THE Clarets start the week sitting proudly on top of the first division and manager Stan Ternent admitted: "It feels good."

Wolves failure to beat Sheffield Wednesday yesterday means Burnley retain the top spot they won with a comfortable victory against Coventry on Saturday.

And while Gareth Taylor and Glen Little got the goals, Ternent was in no doubt about what is the secret of his side's success.

"It is all about the team performance and it is all credit to the players," he enthused.

"There were also a lot of good individual performances but we have got good togetherness, good continuity and everybody plays for each other."

That was certainly the story on Saturday as they out passed and out played the Sky Blues for long periods of the game, snuffing out any hope of a comeback once they had taken a two goal lead.

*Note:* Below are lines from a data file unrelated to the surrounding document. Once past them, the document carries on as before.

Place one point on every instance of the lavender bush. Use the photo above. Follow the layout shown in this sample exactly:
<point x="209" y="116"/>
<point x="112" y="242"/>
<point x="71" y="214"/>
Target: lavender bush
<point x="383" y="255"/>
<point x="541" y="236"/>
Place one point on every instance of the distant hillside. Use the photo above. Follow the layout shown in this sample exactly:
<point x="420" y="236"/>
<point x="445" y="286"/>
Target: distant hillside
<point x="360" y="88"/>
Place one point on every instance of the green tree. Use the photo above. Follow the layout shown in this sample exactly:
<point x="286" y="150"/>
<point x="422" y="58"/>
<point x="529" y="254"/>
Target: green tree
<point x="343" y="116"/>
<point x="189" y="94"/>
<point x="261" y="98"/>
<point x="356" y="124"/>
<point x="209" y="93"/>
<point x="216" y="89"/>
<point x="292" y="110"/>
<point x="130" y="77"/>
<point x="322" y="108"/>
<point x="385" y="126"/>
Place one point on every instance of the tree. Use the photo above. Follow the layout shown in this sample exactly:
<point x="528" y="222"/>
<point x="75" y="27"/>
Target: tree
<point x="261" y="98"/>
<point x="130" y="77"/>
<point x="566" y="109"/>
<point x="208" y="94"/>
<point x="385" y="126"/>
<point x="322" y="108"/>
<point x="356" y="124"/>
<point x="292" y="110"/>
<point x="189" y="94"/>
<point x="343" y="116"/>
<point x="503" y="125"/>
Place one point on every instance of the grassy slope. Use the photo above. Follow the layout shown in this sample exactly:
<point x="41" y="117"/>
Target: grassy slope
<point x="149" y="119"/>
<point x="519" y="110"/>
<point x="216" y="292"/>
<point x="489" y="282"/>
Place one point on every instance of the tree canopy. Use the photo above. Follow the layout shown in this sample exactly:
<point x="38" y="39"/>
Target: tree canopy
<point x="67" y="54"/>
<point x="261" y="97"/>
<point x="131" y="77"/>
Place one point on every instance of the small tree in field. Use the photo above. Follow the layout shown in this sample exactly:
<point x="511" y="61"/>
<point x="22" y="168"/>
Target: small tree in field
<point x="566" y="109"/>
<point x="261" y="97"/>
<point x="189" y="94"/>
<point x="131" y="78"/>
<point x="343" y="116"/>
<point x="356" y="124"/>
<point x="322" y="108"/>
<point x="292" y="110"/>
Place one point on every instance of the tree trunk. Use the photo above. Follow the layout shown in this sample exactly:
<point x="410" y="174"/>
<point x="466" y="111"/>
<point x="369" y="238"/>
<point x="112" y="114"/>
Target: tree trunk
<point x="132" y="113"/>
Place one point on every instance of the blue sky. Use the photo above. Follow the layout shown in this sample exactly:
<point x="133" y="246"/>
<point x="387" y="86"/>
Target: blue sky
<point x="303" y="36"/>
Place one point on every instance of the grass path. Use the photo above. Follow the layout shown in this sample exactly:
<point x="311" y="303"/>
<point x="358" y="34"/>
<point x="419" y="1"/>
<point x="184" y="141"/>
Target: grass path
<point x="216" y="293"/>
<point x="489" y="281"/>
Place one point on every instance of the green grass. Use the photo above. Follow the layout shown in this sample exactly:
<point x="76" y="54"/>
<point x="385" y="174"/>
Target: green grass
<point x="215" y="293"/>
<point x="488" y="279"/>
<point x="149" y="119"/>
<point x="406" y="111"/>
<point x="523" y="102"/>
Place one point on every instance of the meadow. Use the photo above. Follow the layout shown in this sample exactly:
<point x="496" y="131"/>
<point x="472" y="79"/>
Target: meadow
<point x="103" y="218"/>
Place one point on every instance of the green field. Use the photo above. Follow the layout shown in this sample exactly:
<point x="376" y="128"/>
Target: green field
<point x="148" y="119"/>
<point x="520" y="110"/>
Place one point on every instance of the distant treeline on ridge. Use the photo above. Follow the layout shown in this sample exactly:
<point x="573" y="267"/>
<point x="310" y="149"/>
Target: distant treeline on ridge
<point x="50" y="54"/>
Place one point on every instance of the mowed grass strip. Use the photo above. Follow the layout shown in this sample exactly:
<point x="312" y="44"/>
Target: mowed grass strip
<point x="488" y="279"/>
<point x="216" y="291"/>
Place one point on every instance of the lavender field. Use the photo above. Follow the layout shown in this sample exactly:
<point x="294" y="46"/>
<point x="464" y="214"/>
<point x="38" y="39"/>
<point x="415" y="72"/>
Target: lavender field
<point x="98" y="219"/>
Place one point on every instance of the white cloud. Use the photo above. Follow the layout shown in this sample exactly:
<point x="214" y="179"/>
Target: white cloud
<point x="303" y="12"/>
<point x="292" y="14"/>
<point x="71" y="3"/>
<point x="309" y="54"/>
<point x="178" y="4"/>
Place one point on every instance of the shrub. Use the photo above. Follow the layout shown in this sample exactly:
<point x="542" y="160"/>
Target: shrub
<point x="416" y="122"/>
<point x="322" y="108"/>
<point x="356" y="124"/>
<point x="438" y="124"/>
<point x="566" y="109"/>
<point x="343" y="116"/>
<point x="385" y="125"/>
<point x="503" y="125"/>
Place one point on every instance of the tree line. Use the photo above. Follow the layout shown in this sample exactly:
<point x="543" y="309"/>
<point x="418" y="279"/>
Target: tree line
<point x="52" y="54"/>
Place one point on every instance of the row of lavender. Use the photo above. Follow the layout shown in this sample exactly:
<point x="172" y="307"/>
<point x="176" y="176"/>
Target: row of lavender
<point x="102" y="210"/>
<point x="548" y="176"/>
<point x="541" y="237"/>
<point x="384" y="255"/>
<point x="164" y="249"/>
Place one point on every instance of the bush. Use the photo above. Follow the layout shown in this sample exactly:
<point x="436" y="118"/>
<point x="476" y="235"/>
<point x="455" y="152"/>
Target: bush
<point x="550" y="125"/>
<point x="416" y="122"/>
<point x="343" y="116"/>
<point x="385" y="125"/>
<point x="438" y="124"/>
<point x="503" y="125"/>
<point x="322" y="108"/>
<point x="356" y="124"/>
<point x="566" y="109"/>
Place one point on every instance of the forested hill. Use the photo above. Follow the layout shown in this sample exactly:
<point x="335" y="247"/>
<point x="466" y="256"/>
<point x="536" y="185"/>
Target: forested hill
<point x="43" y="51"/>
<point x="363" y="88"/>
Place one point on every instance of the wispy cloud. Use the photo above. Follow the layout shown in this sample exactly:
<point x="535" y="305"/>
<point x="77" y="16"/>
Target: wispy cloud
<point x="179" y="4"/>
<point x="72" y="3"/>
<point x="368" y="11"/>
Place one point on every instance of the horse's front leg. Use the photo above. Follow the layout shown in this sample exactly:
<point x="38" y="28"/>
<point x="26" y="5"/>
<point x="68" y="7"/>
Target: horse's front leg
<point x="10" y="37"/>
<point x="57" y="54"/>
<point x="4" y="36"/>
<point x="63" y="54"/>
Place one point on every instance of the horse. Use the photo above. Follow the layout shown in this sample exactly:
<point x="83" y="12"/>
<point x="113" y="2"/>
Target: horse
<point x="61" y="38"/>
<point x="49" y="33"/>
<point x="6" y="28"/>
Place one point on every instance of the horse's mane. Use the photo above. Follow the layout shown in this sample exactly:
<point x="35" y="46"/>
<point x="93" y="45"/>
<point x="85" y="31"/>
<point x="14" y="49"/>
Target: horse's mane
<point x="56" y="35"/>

But while Ternent was delighted to get back to the top spot they last held almost two months ago, he repeated his belief that the race for promotion will go down to the wire.

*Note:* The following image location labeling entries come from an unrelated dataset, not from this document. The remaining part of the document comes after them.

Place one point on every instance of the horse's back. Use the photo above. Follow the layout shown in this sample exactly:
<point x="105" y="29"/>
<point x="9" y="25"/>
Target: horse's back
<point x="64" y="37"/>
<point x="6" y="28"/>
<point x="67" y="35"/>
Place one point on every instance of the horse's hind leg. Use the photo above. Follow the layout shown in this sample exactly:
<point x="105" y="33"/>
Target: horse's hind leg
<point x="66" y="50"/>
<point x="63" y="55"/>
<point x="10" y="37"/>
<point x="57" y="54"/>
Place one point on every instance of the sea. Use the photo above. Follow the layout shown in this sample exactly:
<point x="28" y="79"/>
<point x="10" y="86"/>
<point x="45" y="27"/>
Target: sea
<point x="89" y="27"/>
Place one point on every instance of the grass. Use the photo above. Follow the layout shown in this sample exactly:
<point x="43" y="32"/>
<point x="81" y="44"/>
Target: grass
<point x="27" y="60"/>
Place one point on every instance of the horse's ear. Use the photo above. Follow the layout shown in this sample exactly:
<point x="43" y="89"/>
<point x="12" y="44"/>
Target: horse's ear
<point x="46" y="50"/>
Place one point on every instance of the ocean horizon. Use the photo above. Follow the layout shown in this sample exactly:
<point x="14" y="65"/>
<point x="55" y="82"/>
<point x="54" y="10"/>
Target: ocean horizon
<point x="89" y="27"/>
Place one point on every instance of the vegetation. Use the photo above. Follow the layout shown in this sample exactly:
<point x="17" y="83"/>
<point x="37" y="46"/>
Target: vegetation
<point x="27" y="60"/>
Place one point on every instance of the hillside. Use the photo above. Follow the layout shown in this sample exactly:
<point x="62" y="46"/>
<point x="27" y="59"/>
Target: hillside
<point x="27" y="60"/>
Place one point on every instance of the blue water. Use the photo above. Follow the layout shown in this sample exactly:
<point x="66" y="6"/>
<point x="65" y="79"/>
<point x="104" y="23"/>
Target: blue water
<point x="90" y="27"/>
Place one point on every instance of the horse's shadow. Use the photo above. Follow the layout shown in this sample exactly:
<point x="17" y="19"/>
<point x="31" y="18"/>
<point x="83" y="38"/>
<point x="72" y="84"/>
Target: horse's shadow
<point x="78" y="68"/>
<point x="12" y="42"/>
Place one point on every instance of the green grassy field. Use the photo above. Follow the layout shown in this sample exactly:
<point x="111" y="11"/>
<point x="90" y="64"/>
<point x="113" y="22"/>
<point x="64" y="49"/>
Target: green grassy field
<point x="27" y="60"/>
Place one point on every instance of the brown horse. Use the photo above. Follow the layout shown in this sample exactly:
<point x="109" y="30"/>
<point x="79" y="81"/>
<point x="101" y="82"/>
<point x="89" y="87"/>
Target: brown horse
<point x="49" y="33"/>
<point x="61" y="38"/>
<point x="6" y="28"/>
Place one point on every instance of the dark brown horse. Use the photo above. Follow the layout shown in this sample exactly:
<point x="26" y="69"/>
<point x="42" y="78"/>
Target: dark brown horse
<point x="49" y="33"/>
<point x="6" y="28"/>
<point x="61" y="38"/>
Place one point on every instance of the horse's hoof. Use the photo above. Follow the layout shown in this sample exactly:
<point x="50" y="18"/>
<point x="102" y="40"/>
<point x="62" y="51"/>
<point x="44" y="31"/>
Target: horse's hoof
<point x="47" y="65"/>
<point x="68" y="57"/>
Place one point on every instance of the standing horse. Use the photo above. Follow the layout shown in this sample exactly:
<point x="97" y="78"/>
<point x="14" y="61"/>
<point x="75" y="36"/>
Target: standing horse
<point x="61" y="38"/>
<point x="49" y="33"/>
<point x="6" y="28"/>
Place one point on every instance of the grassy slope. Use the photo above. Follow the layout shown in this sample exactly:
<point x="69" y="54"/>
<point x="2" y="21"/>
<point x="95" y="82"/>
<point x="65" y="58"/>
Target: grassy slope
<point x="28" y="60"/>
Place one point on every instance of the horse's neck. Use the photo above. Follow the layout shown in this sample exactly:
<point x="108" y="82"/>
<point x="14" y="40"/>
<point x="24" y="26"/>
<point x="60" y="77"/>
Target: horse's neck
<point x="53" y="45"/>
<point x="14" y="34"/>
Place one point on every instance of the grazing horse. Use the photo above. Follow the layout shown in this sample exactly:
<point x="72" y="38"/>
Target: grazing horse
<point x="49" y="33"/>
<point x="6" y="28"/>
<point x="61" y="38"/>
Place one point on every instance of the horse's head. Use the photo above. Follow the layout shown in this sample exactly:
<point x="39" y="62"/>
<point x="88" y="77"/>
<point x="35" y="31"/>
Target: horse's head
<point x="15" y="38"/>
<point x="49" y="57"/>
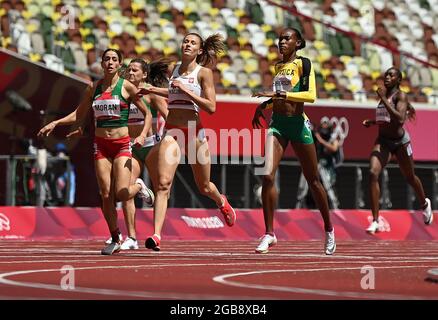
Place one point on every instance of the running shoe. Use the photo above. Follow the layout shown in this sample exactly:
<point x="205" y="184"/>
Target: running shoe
<point x="153" y="243"/>
<point x="112" y="248"/>
<point x="427" y="213"/>
<point x="266" y="241"/>
<point x="145" y="193"/>
<point x="228" y="212"/>
<point x="110" y="239"/>
<point x="373" y="228"/>
<point x="330" y="243"/>
<point x="129" y="244"/>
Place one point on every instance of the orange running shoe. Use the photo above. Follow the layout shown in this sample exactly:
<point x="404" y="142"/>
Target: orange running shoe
<point x="228" y="212"/>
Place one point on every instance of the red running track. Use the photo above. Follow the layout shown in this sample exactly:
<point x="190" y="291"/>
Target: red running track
<point x="219" y="270"/>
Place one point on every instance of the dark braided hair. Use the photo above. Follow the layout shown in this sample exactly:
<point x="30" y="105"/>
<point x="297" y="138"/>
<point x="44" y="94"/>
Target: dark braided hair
<point x="300" y="37"/>
<point x="410" y="110"/>
<point x="156" y="71"/>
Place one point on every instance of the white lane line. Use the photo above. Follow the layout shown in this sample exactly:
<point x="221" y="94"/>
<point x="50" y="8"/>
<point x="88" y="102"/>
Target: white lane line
<point x="113" y="292"/>
<point x="223" y="279"/>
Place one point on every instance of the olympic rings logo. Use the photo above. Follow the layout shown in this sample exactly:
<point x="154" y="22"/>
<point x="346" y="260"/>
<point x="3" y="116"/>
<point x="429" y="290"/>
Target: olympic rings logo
<point x="5" y="223"/>
<point x="340" y="127"/>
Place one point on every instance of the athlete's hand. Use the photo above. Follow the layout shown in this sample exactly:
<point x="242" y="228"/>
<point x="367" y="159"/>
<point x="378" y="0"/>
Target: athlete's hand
<point x="256" y="119"/>
<point x="178" y="84"/>
<point x="144" y="90"/>
<point x="139" y="141"/>
<point x="368" y="123"/>
<point x="268" y="94"/>
<point x="381" y="92"/>
<point x="47" y="129"/>
<point x="76" y="133"/>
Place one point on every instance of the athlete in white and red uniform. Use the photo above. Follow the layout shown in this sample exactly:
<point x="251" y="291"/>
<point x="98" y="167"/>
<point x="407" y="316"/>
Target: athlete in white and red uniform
<point x="109" y="99"/>
<point x="393" y="139"/>
<point x="190" y="90"/>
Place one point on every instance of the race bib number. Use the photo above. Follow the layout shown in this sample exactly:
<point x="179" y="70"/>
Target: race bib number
<point x="382" y="115"/>
<point x="107" y="108"/>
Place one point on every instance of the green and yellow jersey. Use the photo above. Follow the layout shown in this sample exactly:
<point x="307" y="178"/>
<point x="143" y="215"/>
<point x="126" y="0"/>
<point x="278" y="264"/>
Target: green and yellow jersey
<point x="297" y="78"/>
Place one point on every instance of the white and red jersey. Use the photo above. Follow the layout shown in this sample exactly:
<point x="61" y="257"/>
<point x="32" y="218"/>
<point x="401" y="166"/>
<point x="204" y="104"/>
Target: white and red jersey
<point x="177" y="98"/>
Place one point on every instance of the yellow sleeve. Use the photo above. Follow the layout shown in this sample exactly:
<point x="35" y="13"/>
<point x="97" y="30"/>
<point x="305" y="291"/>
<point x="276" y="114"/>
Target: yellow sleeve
<point x="309" y="89"/>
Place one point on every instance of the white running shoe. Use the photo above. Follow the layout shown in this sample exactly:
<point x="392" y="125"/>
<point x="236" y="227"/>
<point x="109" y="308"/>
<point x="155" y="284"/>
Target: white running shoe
<point x="266" y="242"/>
<point x="330" y="243"/>
<point x="427" y="212"/>
<point x="110" y="239"/>
<point x="373" y="228"/>
<point x="113" y="247"/>
<point x="145" y="193"/>
<point x="129" y="244"/>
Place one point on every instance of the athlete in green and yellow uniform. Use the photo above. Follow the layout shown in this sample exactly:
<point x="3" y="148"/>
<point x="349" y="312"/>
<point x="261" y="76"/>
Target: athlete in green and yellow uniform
<point x="293" y="85"/>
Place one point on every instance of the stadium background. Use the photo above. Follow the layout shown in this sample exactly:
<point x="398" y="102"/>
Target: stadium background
<point x="51" y="48"/>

"Nobody is running away with the league at the moment and no one looks like doing it," he said, a point emphasised by Wolves' failure to beat struggling Wednesday. "I think it will go right to the end of the season, it is a very tight division.

"Any team can beat any other on a given day."

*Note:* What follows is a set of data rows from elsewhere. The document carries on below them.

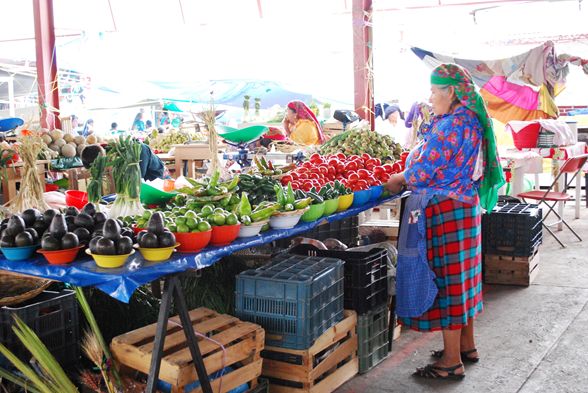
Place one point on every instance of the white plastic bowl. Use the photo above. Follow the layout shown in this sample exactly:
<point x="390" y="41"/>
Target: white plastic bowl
<point x="285" y="221"/>
<point x="251" y="230"/>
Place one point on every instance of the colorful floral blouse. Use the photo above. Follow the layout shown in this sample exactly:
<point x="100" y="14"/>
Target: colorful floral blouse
<point x="443" y="163"/>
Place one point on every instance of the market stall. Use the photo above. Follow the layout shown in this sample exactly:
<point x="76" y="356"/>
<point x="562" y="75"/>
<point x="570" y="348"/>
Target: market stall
<point x="120" y="246"/>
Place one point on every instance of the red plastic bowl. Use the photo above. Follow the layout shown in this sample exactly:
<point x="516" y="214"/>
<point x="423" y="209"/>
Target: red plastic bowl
<point x="76" y="198"/>
<point x="192" y="241"/>
<point x="60" y="257"/>
<point x="223" y="235"/>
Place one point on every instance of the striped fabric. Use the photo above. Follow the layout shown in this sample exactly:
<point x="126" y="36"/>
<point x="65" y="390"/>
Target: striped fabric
<point x="454" y="247"/>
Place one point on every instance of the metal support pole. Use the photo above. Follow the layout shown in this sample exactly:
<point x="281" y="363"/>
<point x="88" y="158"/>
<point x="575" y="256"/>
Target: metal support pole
<point x="173" y="290"/>
<point x="46" y="63"/>
<point x="363" y="60"/>
<point x="11" y="102"/>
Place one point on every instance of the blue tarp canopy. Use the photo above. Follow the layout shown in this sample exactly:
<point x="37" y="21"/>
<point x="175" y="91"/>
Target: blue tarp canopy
<point x="232" y="92"/>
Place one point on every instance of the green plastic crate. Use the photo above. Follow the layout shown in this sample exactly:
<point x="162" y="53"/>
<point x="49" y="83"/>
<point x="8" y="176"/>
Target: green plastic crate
<point x="372" y="338"/>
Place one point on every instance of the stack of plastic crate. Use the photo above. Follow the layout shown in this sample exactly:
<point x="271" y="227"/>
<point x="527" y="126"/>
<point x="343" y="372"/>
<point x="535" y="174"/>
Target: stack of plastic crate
<point x="346" y="231"/>
<point x="295" y="299"/>
<point x="511" y="237"/>
<point x="53" y="316"/>
<point x="366" y="292"/>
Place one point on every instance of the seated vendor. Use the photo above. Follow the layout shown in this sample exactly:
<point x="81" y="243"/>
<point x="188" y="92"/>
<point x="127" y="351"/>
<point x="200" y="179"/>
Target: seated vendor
<point x="301" y="125"/>
<point x="273" y="134"/>
<point x="151" y="166"/>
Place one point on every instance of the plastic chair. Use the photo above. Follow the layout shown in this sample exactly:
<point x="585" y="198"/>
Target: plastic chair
<point x="572" y="166"/>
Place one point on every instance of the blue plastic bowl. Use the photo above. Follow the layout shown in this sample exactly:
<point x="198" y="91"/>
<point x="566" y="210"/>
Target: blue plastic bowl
<point x="360" y="198"/>
<point x="376" y="192"/>
<point x="19" y="253"/>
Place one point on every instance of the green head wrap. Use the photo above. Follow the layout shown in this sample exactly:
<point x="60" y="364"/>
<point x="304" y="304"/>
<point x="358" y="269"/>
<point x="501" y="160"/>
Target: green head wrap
<point x="493" y="179"/>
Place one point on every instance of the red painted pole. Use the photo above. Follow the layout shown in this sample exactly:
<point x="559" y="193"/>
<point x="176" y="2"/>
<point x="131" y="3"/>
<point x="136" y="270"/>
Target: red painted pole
<point x="362" y="60"/>
<point x="46" y="63"/>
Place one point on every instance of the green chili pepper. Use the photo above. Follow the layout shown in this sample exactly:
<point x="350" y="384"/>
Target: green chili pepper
<point x="244" y="205"/>
<point x="290" y="196"/>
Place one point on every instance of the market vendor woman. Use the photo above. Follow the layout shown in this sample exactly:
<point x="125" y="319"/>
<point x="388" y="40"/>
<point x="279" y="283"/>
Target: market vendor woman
<point x="452" y="173"/>
<point x="301" y="125"/>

On Saturday it was his side that inflicted Roland Nilsson's first home defeat since he took over from Gordon Strachan earlier this season.

"Our ball retention was good and when they came back our defence was resilient," Ternent said. "But we are all comfortable on the ball, that is what we work on in training all week, we don't just go swanning round the gaff.

"We have had most of the players together for two or three years and we are used to playing different systems.

"We defended well from the front and Ian Moore and Gareth Taylor worked their socks off."

The only cloud on the horizon was the first half booking for in form Taylor, his fifth of the season, which will mean he is suspended for the top of the table clash at Crystal Palace on December 1.

But having taken advantage of a Coventry side depleted by both injuries and suspensions Ternent was in no mood to complain.

"Bookings and suspensions are a major part of the game," he said. "Lee Briscoe is suspended for the Grimsby match.

"It is just part and parcel of the game and all clubs have to live with it."

Ternent has other players on the brink of a ban with Tony Grant and Steve Davis both just one yellow card from an automatic ban.

The Clarets may be top of the table but they remain rooted to the bottom of the fair play league with 44 yellow cards already this season.

But any suggestion they have kicked their way to the top could not be more wrong as Coventry boss Nilsson acknowledged.

"Burnley are up there on merit, any team who leads at this stage of the season deserves to," he said.

Having still played less than half the season Ternent knows there is a very long way to go in the chase for promotion and he is the last man likely to get carried away by the situation.

But no one can blame the thousands of vocal fans who roared their team to success at Highfield Road for starting the week with a spring in their step and a copy of the table in thier pocket.

It certainly makes good reading for all Clarets fans.